Schon bei der Passauffahrt hätte ich es ahnen müssen. Aber da habe ich mir noch nichts dabei gedacht. Entlang der Pass-Straße wurden die Wasserdurchlässe neu gemacht, was in jeder Serpentine mindestens mit einer großen Pfütze oder einer Schlammpassage verbunden war. Aber ich dachte nur, ok, ist halt hier eine Baustelle, der Rest der Straße wird schon in Ordnung sein. Weit gefehlt…

Oben am Pass mache ich erst einmal eine längere Pause und genieße die Aussicht, auch wenn der Himmel bewölkt ist. Vom Pass (3800 m) aus erwartet mich nun eine sehr lange Abfahrt bis auf 3000 m entlang eines großen Flusses. Dann geht es entlang eines anderen Flusses wieder bergauf über den nächsten Pass. Das relativ flache, nur hügelige Grasland liegt nun hinter mir, jetzt begebe ich mich in die Region der großen Flüsse. Die Täler werden steiler und tiefer, die Berge höher.
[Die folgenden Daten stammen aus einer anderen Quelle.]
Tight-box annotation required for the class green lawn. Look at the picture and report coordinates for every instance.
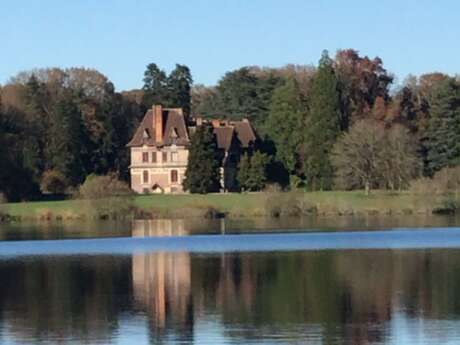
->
[0,191,441,219]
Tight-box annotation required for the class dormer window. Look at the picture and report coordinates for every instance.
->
[169,128,179,145]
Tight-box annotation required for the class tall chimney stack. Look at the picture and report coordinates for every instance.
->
[152,105,163,143]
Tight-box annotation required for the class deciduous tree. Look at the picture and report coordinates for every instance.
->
[183,126,221,194]
[302,51,341,190]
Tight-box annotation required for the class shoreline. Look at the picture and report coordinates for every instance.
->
[0,191,453,222]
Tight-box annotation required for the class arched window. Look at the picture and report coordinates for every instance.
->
[171,170,178,183]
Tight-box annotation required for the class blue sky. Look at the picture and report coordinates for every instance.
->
[0,0,460,90]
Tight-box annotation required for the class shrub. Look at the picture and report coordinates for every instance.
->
[78,174,133,219]
[411,166,460,213]
[237,151,269,192]
[264,192,316,217]
[40,170,68,194]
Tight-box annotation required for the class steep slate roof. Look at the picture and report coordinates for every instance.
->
[211,120,257,151]
[163,109,190,145]
[126,109,190,147]
[213,126,235,151]
[232,120,257,148]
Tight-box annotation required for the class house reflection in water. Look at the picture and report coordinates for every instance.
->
[132,219,190,237]
[132,219,193,337]
[132,253,193,334]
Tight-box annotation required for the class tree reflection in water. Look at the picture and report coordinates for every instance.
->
[0,224,460,344]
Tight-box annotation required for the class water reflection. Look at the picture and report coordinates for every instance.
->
[0,215,460,241]
[0,249,460,344]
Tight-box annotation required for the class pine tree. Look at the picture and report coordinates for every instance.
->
[266,79,307,175]
[142,63,168,109]
[48,92,87,185]
[425,78,460,176]
[167,64,193,116]
[303,51,341,190]
[183,126,220,194]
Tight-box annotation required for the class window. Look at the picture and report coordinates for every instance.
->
[171,170,178,183]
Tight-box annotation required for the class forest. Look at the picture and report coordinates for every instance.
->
[0,49,460,201]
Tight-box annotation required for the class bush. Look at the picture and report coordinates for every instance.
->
[410,166,460,195]
[264,192,316,217]
[78,174,132,200]
[78,174,133,219]
[40,170,68,194]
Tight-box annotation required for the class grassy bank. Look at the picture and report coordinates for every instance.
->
[0,191,450,220]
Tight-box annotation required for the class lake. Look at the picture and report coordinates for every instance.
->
[0,217,460,345]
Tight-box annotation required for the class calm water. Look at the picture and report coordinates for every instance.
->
[0,219,460,345]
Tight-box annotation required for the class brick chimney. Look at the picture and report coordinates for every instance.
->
[152,105,163,143]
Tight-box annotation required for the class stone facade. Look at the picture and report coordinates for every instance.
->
[127,105,256,193]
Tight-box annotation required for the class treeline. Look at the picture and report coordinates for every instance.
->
[0,50,460,200]
[192,49,460,190]
[0,68,142,200]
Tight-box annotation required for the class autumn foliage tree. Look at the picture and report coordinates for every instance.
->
[331,120,420,194]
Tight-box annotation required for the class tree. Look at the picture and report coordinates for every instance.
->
[142,63,168,109]
[334,49,393,125]
[303,51,341,190]
[424,78,460,176]
[237,151,269,191]
[40,170,68,194]
[331,120,385,195]
[380,124,422,190]
[266,79,307,175]
[331,120,420,194]
[183,126,221,194]
[165,64,193,116]
[216,67,264,122]
[48,92,87,185]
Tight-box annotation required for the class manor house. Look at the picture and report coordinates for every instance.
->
[127,105,257,193]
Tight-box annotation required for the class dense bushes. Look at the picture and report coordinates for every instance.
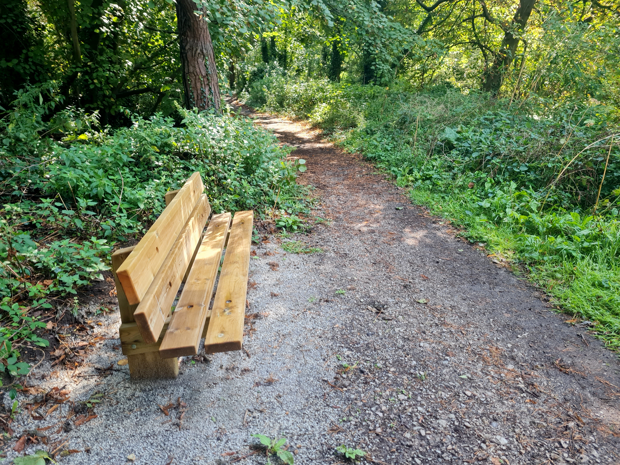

Die Abfahrt wird immer wieder durch kleinere Baustellen unterbrochen, zudem ärgere ich mich, dass Telefonleitungsmasten und Stromkabelmasten immer genau in den schönsten Aussichten platziert sind. Unterhalb der Masten entdecke ich in einer Wiese jedoch einige neue Blumen, und bin daher etwas versöhnt. Es geht bergab, immer weiter. Der Bach wird zum Fluss, der Fluss mündet irgendwann in einen größeren Fluss, den Nga Chu, und es geht immer noch bergab, bis dieser größere Fluss in den ganz großen Fluss, den Gyarong mündet.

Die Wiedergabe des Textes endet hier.